In a sermon on Hosea 14:4-5 (I will heal their apostasy, I will freely love them, for My anger will have turned…. HCSB), Richard Sibbes did a great job applying the truth that God’s love for us is free – that is, not earned or deserved. Below are a few of his points of application. Basically, Sibbes explains in some detail that we should look outside of ourselves to the love of God for comfort, assurance, and Christian confidence. Here are his own words:
It is for reproof of God’s dear children, who, because they find no deserving in themselves, are therefore discouraged at the sight of their own unworthiness; whereas, quite contrary, the sight of our own unworthiness should make us the more fit subjects for Christ’s free love, which hath nothing to do with them that stand upon deserving. Many of God’s dear children are troubled with temptations, doubts, and fears of God’s love and favor towards them, because they expect to find it in the fruits of grace, and not in free grace itself. If we would have any sound peace, let us look for it in free grace.
[In the free love of God] we may also be comforted in the certainty of our salvation; for that grace, and love, and favor, whereby we are saved, is in God, not in us. Now, whatsoever is in him is immutable and sure. So saith the apostle, ‘Nevertheless, the foundation of God standeth sure, having this seal, the Lord knoweth them that are his; and let every one that nameth the name of Christ depart from iniquity,’ 2 Tim. 2:19. Where speaking of election, which comes from the free love of God, he makes that a sure foundation to build on. If there be a reformation ‘to depart from iniquity,’ we may be comfortably assured of our salvation. And as it is with election, so is it with all the other fruits of God’s love: vocation, adoption, justification, and perseverance.

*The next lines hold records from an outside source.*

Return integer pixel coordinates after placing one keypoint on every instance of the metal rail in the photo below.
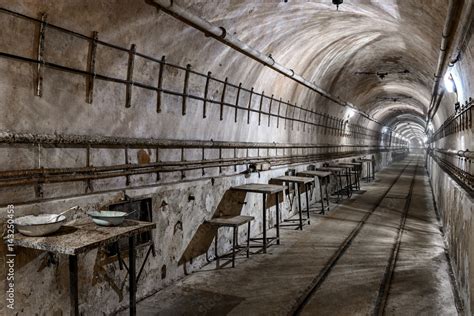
(330, 125)
(458, 122)
(297, 308)
(457, 165)
(384, 289)
(220, 34)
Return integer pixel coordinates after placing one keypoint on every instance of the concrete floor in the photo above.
(274, 283)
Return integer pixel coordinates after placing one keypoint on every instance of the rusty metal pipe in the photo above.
(448, 44)
(8, 137)
(220, 34)
(76, 176)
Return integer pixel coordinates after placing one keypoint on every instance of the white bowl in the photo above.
(108, 218)
(39, 225)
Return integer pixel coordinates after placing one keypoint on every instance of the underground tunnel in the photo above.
(230, 157)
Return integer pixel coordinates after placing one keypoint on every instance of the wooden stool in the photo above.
(234, 222)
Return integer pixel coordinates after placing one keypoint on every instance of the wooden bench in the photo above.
(234, 222)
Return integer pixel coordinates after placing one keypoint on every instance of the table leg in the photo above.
(248, 240)
(307, 201)
(368, 171)
(339, 176)
(349, 176)
(326, 183)
(132, 275)
(322, 196)
(278, 217)
(264, 223)
(299, 205)
(215, 248)
(73, 285)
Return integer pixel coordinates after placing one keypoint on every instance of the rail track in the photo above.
(384, 289)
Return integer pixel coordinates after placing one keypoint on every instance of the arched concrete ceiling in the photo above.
(335, 48)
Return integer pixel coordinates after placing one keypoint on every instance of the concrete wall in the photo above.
(42, 282)
(62, 109)
(455, 205)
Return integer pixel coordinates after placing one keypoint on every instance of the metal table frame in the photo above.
(265, 189)
(324, 179)
(337, 172)
(221, 222)
(370, 169)
(297, 181)
(42, 244)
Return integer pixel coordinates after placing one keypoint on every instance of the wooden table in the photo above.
(370, 169)
(350, 169)
(81, 236)
(265, 189)
(338, 173)
(323, 178)
(358, 170)
(297, 181)
(234, 222)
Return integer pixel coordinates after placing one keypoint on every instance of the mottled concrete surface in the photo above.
(270, 284)
(326, 46)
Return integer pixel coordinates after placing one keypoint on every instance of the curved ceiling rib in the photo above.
(380, 56)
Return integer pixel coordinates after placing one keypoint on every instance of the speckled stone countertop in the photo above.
(81, 236)
(259, 188)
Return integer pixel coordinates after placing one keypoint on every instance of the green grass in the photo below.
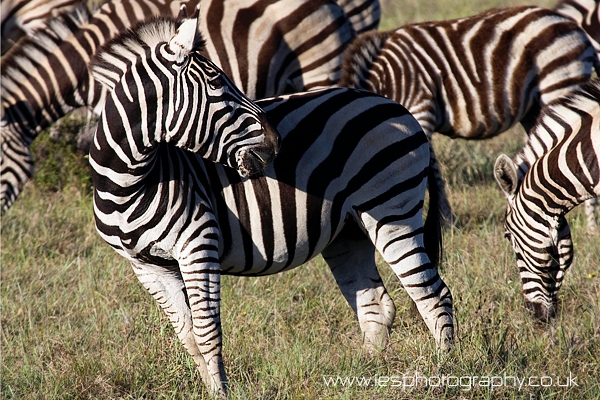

And let [the free love of God] likewise breed confidence in us to God, in all our miseries, both for pardon of sin, help in distress, and comfort in sorrows, because he ‘loves us freely,’ and did love us whilst we were enemies. Make, therefore, upon all occasions, the apostle’s use of it. ‘For if, when we were enemies, we were reconciled to God by the death of his Son, much more, being reconciled, we shall be saved by his life,’ Rom. 5:10.